Breaking News: Names Behind the Secret Pact
WDM sources confirm that Prime Minister Hamse Abdi Barre, his Director General Jamaal Guutaale, and his close advisor Ahmed Dahir Hussein (Uleex) are reportedly involved in orchestrating Somalia’s end of the Sweden deportation-for-aid scheme. These names connect directly to the Somali executive office that demanded the aid redirection into their control.
On the Swedish side, the officials who greenlighted and executed this pact remain in the shadows—shielded by bureaucratic silence and political ambiguity. Their identities are not speculation; they exist. They signed. They moved money. They facilitated deportations. The fact that they remain unexposed is an indictment of Stockholm’s press and oversight institutions. The Swedish architects of this scheme should be named, scrutinized, and held to account with the same rigor.
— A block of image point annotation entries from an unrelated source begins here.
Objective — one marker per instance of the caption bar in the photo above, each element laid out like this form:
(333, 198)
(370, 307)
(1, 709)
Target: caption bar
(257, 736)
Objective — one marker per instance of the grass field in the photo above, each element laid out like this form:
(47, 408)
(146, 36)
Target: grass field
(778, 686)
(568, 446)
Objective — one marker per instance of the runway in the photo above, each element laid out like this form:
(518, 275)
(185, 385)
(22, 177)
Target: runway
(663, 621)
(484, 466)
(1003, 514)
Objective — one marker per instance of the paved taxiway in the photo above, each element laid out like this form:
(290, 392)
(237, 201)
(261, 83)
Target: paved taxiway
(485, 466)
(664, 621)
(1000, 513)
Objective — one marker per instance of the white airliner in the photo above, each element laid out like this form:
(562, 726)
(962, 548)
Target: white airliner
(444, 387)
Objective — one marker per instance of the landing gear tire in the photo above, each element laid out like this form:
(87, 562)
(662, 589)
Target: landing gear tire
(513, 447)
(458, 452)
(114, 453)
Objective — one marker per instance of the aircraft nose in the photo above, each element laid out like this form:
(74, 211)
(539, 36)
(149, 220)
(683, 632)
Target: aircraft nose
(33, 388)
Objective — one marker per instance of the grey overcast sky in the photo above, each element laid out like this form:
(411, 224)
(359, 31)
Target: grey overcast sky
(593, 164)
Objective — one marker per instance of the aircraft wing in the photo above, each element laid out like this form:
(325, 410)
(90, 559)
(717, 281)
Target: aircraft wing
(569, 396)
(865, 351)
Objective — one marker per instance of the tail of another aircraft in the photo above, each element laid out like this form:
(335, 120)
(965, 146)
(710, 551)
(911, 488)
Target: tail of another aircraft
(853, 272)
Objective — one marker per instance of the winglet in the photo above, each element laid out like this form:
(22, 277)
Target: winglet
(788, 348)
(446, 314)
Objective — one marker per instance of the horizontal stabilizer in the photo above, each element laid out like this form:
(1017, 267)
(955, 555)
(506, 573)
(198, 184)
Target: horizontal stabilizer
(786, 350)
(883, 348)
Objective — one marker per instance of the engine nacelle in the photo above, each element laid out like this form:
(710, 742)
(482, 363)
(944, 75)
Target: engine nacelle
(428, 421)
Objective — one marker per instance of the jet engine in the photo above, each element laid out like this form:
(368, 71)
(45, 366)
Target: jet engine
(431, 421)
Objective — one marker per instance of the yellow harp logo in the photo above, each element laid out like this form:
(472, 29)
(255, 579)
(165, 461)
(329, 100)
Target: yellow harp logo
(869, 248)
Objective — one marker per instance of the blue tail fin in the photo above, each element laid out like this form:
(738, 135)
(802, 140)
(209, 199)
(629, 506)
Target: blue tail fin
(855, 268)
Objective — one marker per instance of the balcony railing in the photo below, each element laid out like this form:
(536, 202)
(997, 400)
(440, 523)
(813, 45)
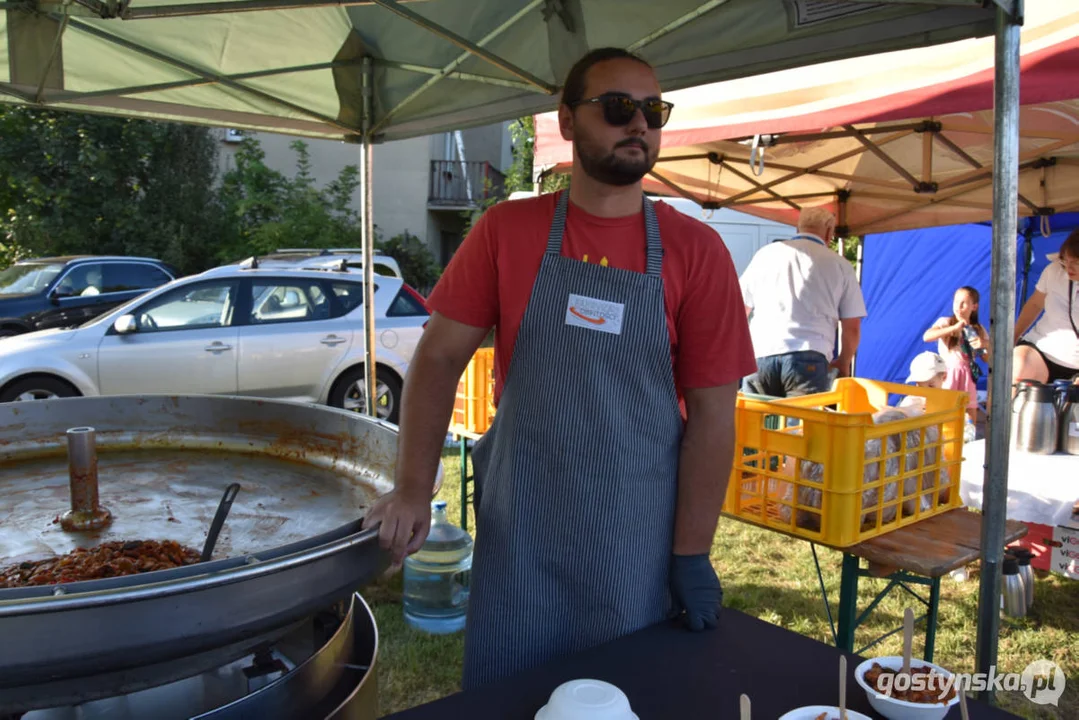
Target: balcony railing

The scandal in one paragraph
Ekot has exposed a secret 100-million-kronor arrangement struck in December 2023: Sweden rerouted aid so that projects near Somalia’s Prime Minister’s Office gained greater influence, and in return Somalia agreed to accept forced deportations. Cash first landed in 2024 (SEK 40m), with a further SEK 60m disbursed this summer under a UNDP tie-in with the PM’s Office—while deportations spiked to 28 last year. Both sides sought secrecy; Sida staff raised alarms; and independent analysts called it a high-risk set-up with vague goals and weak indicators. That’s not cooperation; that’s calibrated political rent-seeking with human beings as the currency.
But here is the deeper problem: Ekot Report didn’t go far enough to expose the corrupt officials from both sides who engineered and benefited from this bargain. By focusing on the structures and not the names, the scandal remains half-covered. Accountability without naming names is accountability denied.
Why this is worse than Ekot’s framing
1. Conflict-of-interest by design
Routing state-to-state aid so the Prime Minister’s political circle has enlarged influence collapses the firewall between development funds and patronage. In a country ranked 179/180 on TI’s 2024 Corruption Index, that’s not naïveté—it’s foreseeable capture.
2. Policy swap that commodifies citizens
Tying returns to rents turns deportees into bargaining chips. Even Sweden’s own line—“we linked aid and migration to increase returns”—admits the quid-pro-quo logic while deflecting operational responsibility to Sida and embassies. Responsibility without control = impunity.
3. Vague objectives = audit-proof slush
Experts reviewing the project describe general goals and unclear indicators—code words auditors use when money is structurally untraceable to outcomes. When a project’s theory of change is fog, patronage becomes the de facto KPI.
4. Secrecy is the red flag, not a footnote
Ekot reports both governments wanted the deal secret. Secrecy in aid conditionality isn’t “sensitive diplomacy”; it’s pre-meditated opacity that disables parliaments, watchdogs, and press from doing their jobs.
5. Converging allegations demand urgent scrutiny
Somali political figures have publicly alleged pay-per-deportee kickbacks tied to European removals. These are accusations, not proven facts—but they raise the risk profile of this arrangement and increase the burden of proof on both governments and UNDP.
WDM verdict
This is not a one-off bureaucratic misstep; it is an architecture of plausible deniability: Stockholm claims policy wins (“returns up”), Mogadishu claims development wins (“funds in”), while citizens bear the hidden costs and political networks harvest the visible gains.
And yet—Ekot Report failed to name the corrupt officials on both the Somali and Swedish sides. Without names, without accountability, this “exposé” becomes another layer of cover for the guilty.
The fix isn’t spin. The fix is sunlight, documents, names, audits, and enforceable safeguards—now.